Tenir compte de ces nouvelles exigences citoyennes, revaloriser les rémunérations des métiers utiles, renforcer les services publics, favoriser l’existence des syndicats, des associations et des mutuelles, autant de projets pour de nouveaux « jours heureux » que la crise actuelle rend davantage possibles. Bien entendu, cela pourrait passer par une plus grande place donnée à la solidarité nationale, ce qu’appelle de ses vœux Bruno Palier « car, aujourd’hui, la solidarité nationale ne garantit à chacun que le minimum. Elle pourrait  avoir l’ambition de mieux prendre en charge la protection sociale ». Pour Philippe de Botton, il faut que l’Etat investisse car ce que nous traversons montre qu’il y a « une nécessité d’accès aux soins pour tous, de mise à l’abri des plus vulnérables, d’un accueil inconditionnel, de soins pour les sans papiers, de logements ». Sans oublier le nécessaire renforcement du service public de la petite enfance et des moyens pour la dépendance, deux secteurs qui ont cruellement manqué de personnel et de financements durant la première vague. « Il faut des moyens financiers publics pour la perte d’autonomie car, déjà, le marché s’y intéresse en l’appelant même ‘’silver économie’’ » a recommandé Sophie Binet.

« La santé doit désormais être considérée comme un enjeu de société majeur, un droit fondamental, ce qui n’a pas été le cas avec les gouvernements qui se sont succédés », Philippe de Botton, président de Médecins du Monde.

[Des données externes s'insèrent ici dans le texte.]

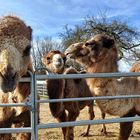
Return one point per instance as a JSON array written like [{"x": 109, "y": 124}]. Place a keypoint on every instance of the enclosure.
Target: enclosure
[{"x": 36, "y": 129}]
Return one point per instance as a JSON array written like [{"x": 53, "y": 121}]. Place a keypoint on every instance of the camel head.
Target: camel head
[
  {"x": 54, "y": 61},
  {"x": 15, "y": 45},
  {"x": 93, "y": 51}
]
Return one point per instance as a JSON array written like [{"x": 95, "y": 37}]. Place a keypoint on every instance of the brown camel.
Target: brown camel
[
  {"x": 15, "y": 60},
  {"x": 99, "y": 55},
  {"x": 64, "y": 88}
]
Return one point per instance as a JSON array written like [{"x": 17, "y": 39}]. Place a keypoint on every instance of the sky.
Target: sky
[{"x": 48, "y": 17}]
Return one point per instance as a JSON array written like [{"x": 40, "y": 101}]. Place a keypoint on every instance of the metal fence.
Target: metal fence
[{"x": 32, "y": 104}]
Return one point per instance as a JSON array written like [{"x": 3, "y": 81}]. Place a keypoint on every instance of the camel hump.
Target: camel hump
[{"x": 14, "y": 26}]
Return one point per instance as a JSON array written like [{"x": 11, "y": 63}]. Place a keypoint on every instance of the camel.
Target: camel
[
  {"x": 15, "y": 61},
  {"x": 66, "y": 88},
  {"x": 78, "y": 46},
  {"x": 99, "y": 55}
]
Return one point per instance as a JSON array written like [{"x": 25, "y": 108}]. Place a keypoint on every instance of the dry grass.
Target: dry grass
[{"x": 95, "y": 131}]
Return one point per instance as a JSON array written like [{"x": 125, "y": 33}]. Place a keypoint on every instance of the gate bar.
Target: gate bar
[
  {"x": 15, "y": 130},
  {"x": 87, "y": 122},
  {"x": 87, "y": 75},
  {"x": 87, "y": 98}
]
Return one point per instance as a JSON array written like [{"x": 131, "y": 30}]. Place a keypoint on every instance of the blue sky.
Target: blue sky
[{"x": 48, "y": 17}]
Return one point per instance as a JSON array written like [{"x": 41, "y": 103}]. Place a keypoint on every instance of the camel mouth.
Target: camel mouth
[{"x": 69, "y": 55}]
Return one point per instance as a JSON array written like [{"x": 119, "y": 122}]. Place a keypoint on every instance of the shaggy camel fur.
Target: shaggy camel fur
[
  {"x": 15, "y": 44},
  {"x": 64, "y": 88},
  {"x": 99, "y": 55}
]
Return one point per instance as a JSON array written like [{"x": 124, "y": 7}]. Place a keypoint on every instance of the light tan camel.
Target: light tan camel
[
  {"x": 15, "y": 45},
  {"x": 99, "y": 55},
  {"x": 66, "y": 88}
]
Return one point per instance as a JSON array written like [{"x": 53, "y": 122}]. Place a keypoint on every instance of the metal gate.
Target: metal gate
[{"x": 33, "y": 102}]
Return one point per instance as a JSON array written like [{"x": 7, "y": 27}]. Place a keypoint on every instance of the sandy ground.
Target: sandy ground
[{"x": 95, "y": 131}]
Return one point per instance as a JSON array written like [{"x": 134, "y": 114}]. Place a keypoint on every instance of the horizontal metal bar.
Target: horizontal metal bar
[
  {"x": 87, "y": 98},
  {"x": 87, "y": 122},
  {"x": 15, "y": 130},
  {"x": 14, "y": 104},
  {"x": 89, "y": 75}
]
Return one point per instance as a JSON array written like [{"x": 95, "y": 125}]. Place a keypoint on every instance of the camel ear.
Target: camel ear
[{"x": 108, "y": 42}]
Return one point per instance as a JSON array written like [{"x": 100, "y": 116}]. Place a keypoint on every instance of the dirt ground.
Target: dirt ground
[{"x": 95, "y": 131}]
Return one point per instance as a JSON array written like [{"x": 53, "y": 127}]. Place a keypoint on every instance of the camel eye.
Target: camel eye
[
  {"x": 27, "y": 51},
  {"x": 48, "y": 58}
]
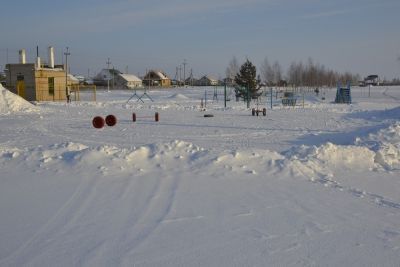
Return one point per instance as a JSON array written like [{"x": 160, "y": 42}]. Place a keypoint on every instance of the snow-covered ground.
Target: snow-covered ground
[{"x": 314, "y": 185}]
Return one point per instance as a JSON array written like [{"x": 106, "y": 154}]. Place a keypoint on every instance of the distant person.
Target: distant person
[{"x": 68, "y": 96}]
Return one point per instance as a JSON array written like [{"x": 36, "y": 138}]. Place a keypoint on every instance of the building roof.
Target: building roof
[
  {"x": 130, "y": 77},
  {"x": 161, "y": 75}
]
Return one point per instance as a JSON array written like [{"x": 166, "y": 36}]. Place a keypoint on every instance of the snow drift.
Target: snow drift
[{"x": 10, "y": 102}]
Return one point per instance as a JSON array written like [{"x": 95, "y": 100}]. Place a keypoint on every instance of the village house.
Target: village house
[
  {"x": 156, "y": 78},
  {"x": 207, "y": 81},
  {"x": 37, "y": 81}
]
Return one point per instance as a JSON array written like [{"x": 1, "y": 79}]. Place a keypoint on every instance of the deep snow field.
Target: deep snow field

Alors, bien sûr, la partie n’est pas gagnée. « Pendant la crise, la casse continue » n’a pas manqué de regretter Pascale Vatel, évoquant « le projet de loi de financement de la Sécurité sociale (PLFSS) pour 2021 qui fait peser la dette covid sur la Sécurité sociale et taxe les complémentaires santé, empêchant les mutuelles de redistribuer aux adhérents ». Mais, l’ensemble des intervenants en sont convaincus, parvenir à plus de justice sociale n’est pas une question de moyens financiers. « Au sortir de la guerre, la Sécurité sociale s’est construite avec des ressources bien moindres que celles qui existent aujourd’hui » a poursuivi Pascale Vatel. Toute la question est donc que  l’argent soit dépensé pour la santé et le bien de tous. La santé ne peut plus être traitée comme une marchandise ». Ce que Philippe de Botton a affirmé haut et fort : « La santé doit désormais être considérée comme un enjeu de société majeur, un droit fondamental, ce qui n’a pas été le cas avec les gouvernements qui se sont succédés ». Pour construire cette histoire des nouvelles solidarités, ce monde d’après, il faut donc saisir les changements ouverts par la crise sanitaire, prendre appui et mener le combat pour faire éclore de nouveaux « jours heureux ».